The film opens with a shot of a teenage Jean dressed as Joan of Arc about to be burned at the stake. So much for subtlety, though it’s useful to note that this did happen for a 1957 blockbuster film called Saint Joan, on which Seberg actually caught fire during the shooting and was left with scars on her body — the entertainment industry started hurting her from the start. The bulk of the film takes place starting in 1968, with Jean leaving her crappy French husband Romain Gary (Yvan Attal) and their son in Paris to travel to Hollywood and audition for the musical Western Paint Your Wagon. Back in the States, she’s caught up in the black liberation movement and Hakim Abdullah Jamal (Anthony Mackie), an educator who preaches African-American self-sufficiency while being careful to steer clear of the radical Black Panthers. Their adulterous affair unfortunately comes to the attention of a young FBI agent (Jack O’Connell) who has just transferred to the West Coast and is initially eager to move up in the bureau by gathering dirt on a movie star deemed a threat to national security.

Director Benedict Andrews made one previous film, a stagey drama called Una that was kept on track by the stage play that it was based on. Here, the filmmakers spread themselves too thin. Cinephiles like me will enjoy watching Stewart re-enact Seberg’s roles in the classic Breathless and the not-classic Macho Callahan, but the film gives us little sense of why her acting career sputtered. (There were reasons for that besides her harassment by the U.S. government and her resulting drug and alcohol abuse.) The FBI agent undergoes a crisis of conscience from all the havoc he’s caused in Jean’s life, and this G-man is too undercharacterized to make that stick. Jean’s agent (Stephen Root) comes off as a cipher, as does Romain Gary, a waste of the distinguished French actor Attal. The film also never mentions that Seberg had an affair with her co-star Clint Eastwood on the set of Paint Your Wagon, which seems significant.
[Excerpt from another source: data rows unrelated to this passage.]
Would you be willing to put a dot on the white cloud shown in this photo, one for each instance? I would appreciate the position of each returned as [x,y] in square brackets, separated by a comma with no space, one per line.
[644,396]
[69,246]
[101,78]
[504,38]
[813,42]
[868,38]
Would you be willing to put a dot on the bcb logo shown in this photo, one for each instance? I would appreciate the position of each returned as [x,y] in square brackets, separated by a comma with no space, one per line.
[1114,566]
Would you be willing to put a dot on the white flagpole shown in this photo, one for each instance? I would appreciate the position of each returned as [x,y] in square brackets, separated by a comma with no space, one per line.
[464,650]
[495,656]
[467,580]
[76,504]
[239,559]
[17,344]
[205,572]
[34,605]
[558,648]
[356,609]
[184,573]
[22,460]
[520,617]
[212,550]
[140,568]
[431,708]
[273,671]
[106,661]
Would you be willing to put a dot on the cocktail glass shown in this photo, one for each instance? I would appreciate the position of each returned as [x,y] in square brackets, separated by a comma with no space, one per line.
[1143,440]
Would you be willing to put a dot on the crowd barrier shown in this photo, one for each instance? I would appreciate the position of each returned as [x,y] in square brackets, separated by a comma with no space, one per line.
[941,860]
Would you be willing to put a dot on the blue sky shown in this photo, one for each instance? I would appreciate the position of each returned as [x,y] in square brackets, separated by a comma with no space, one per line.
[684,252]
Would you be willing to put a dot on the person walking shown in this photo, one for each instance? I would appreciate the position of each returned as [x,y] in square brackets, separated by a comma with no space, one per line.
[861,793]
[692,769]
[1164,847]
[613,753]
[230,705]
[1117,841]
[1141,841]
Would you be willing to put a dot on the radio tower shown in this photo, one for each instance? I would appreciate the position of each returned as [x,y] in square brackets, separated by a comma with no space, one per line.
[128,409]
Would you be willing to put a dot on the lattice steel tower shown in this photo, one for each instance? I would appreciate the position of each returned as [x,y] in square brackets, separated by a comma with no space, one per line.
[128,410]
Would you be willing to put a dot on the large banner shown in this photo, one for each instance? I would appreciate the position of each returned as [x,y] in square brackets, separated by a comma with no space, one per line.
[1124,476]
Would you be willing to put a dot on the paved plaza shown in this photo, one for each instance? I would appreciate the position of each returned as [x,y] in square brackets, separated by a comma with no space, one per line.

The filmmakers also botch making Jean into a tragic heroine. Different parts of this movie feel like they’re taken from different movies. One moment Jean is giving the black power salute at a rally, and the next she’s popping pills and tearing her house apart looking for listening devices. We never learn where her social conscience comes from, nor do we gain any sense of how that plays into her attraction to Hakim, which is surely also motivated by the desire to retaliate for her husband’s cheating. Stewart is good here, but we’ve seen her play this kind of high-strung, unraveling character before, and the only new thing we learn is that her French is pretty good.

Seberg probably makes the most sense as part of a subcategory of movies with Kristen Stewart as someone who experiences the downside of fame. This is understandable given her own scarring experiences with it during her Twilight years, and it has yielded some great films in Clouds of Sils Maria and Personal Shopper. This film isn’t in that class. It wants to make a statement about how female celebrities are shut down when they try to speak their minds, but having the government smear you through a few gossip columnists is a whole other matter from becoming a target of the Twitter mob — just ask my black female colleagues caught up in the Guns Akimbo controversy from this past weekend. Somehow, it seems fitting that the movie ends with the FBI agent meeting Jean face-to-face in Paris and handing her FBI dossier to her. It’s a gesture that requires considerable effort on his part, and in the end, it changes nothing, not the bureau’s policies, not the damage done to her friends, and not the course of Jean’s life, which will end in suicide a decade later. It’s a metaphor for the movie’s own ineffectuality.